Sampath Rajapaksha, Harsha Kalutarage (Robert Gordon University, UK), Garikayi Madzudzo (Horiba Mira Ltd, UK), Andrei Petrovski (Robert Gordon University, UK), M.Omar Al-Kadri (University of Doha for Science and Technology)

The Controller Area Network (CAN Bus) has emerged as the de facto standard for in-vehicle communication. However, the CAN bus lacks security features, such as encryption and authentication, making it vulnerable to cyberattacks. In response, the current literature has prioritized the development of Intrusion Detection Systems (IDSs). Nevertheless, the progress of IDS research encounters significant obstacles due to the absence of high-quality, publicly available real CAN data, especially data featuring realistic, verified attacks. This scarcity primarily arises from the substantial cost and associated risks involved in generating real attack data on moving vehicles.
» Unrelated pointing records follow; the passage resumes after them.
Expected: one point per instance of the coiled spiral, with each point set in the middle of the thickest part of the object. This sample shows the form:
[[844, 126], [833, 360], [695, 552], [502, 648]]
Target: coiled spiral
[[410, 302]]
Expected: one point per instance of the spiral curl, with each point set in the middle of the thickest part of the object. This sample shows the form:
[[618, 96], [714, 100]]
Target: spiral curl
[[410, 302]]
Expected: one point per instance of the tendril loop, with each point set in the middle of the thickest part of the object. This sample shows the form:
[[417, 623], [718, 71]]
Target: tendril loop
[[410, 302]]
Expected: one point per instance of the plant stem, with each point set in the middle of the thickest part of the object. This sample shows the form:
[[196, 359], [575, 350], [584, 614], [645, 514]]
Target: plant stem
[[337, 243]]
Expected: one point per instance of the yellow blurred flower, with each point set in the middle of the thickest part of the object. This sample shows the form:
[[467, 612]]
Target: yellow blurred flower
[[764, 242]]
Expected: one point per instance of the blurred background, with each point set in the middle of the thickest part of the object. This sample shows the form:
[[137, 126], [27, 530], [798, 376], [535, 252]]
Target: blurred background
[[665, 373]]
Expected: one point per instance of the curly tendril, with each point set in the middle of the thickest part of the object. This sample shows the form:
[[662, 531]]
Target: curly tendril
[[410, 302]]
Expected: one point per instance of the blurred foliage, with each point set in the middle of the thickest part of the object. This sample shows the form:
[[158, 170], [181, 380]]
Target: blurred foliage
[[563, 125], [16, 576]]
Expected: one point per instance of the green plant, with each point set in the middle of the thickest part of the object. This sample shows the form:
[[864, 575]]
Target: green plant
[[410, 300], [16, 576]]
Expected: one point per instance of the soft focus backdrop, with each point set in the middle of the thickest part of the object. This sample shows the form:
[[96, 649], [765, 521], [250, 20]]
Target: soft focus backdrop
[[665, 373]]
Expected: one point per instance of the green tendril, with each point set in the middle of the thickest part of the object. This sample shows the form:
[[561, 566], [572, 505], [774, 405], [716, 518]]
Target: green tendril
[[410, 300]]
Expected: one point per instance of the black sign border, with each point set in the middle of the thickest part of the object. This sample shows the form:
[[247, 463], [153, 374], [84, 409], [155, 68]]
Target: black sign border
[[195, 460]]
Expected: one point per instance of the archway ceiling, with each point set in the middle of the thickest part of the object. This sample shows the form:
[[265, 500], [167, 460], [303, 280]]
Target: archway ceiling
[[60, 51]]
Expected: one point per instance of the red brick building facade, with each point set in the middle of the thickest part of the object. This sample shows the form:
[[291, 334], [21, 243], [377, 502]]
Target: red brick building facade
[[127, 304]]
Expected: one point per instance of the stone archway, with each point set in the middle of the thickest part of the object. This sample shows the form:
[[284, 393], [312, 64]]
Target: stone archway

Addressing this challenge, this paper introduces a novel CAN bus attack dataset collected from a modern automobile equipped with autonomous driving capabilities, operating under real-world driving conditions. The dataset includes 17 hours of benign data, covering a wide range of scenarios, crucial for training IDSs. Additionally, it comprises 26 physically verified real injection attacks, including Denial-of-Service (DoS), fuzzing, replay, and spoofing, targeting 13 CAN IDs. Furthermore, the dataset encompasses 10 simulated masquerade and suspension attacks, offering 2 hours and 54 minutes of attack data. This comprehensive dataset facilitates rigorous testing and evaluation of various IDSs against a diverse array of realistic attacks, contributing to the enhancement of in-vehicle security.